Pourquoi les suivait-il, déjà ?

Il persévéra, se répétant qu'il n'avait pas mieux à faire. Il les repéra in extremis alors ils prenaient une nouvelle allée plus étroite. Apparemment, ils allaient s'arrêter dans ce quartier hybride, entre le port et la zone administrative. La plupart des maisons, de taille moyenne, étaient plongées dans l'obscurité. Elles appartenaient probablement à des membres de l'impressionnante machine administrative de la démocratie juvélienne, secrétaires, avocats, assistants et huissiers. Toute cette populace appliquée dormait profondément. Martin sourit en songeant que, techniquement, Kerun était l'un des leurs. Un agent du gouvernement. Peut-être ramenait-il simplement Iris chez lui.

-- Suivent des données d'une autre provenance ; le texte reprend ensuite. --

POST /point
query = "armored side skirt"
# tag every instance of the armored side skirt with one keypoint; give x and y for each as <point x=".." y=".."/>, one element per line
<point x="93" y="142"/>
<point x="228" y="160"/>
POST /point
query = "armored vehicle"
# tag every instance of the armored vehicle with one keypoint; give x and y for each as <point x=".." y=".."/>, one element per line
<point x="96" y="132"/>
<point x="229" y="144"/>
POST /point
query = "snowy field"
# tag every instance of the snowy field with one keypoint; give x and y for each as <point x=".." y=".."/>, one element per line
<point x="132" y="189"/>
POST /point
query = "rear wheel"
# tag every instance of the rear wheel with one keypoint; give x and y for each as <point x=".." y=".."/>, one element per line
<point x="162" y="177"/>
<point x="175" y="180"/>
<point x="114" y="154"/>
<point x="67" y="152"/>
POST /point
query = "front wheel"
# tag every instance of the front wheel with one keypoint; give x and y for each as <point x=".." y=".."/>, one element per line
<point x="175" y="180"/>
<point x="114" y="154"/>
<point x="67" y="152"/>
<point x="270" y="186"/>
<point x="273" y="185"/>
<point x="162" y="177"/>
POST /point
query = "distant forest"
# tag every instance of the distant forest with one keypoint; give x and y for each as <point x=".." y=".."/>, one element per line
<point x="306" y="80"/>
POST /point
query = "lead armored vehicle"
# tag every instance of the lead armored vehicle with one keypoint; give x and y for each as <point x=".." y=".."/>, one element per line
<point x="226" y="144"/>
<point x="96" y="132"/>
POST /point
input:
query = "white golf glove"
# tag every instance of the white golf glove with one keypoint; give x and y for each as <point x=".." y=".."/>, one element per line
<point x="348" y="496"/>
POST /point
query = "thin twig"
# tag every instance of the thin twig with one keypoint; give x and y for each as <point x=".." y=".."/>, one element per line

L'elfe et sa compagne s'étaient arrêtés devant une petite maison à la façade terne, semblable à ses voisines, la troisième après le coin. Une fois la porte ouverte, Kerun s'effaça pour laisser entrer la Griphélienne. Ensuite, il se tourna dans la direction où se trouvait Martin. Ce dernier se plaqua contre le mur, le souffle court. Il entendit des pas, mais Kerun ne franchit pas le coin.

« Je sais que tu es là. » souffla-t-il à mi-voix, à quelques pieds.

Martin ne répondit rien, le cœur battant, pressant contre la façade de la maison comme s'il pouvait s'y fondre.

« Viens passer la nuit. Je t'offre un lit, de quoi manger, te laver, te changer. Je n'exige rien. Tu seras libre de partir après le Jour Humide. »

C'était un piège, évidemment. En même temps, s'il prenait la fuite, Kerun le rattraperait en trois battues, Martin ne se faisait pas d'illusions. Mais il crierait de toutes ses forces, réveillerait le quartier entier, ameuterait la garde. Kerun serait le héros, bien sûr, qui rattrape le Griphélien en fuite. On le ramènerait au Cageot, le capitaine Valtameri aurait des ennuis. Tout ça pour ça. Il en frémit de rage. Il était décidément son propre pire ennemi. Mais ce n'était pas nouveau.

Kerun avait bougé, Martin entendit ses pas s'éloigner. Il jeta un œil au-delà du croisement, le vit retourner vers la maison. Iris était sur le seuil, hésitante.

Le prostitué se maudit, maudit le monde entier, surtout cet elfe juvélien, et sortit de sa cachette. Kerun s'immobilisa et lui sourit, un sourire chargé de lassitude. Martin le rattrapa en quelques pas.

« Comment as-tu su que j'étais là ?

— A l'odeur. Tu empestes. » répondit simplement l'agent.

Puis il s'effaça pour le laisser entrer à la suite d'une jeune noble proprement éberluée.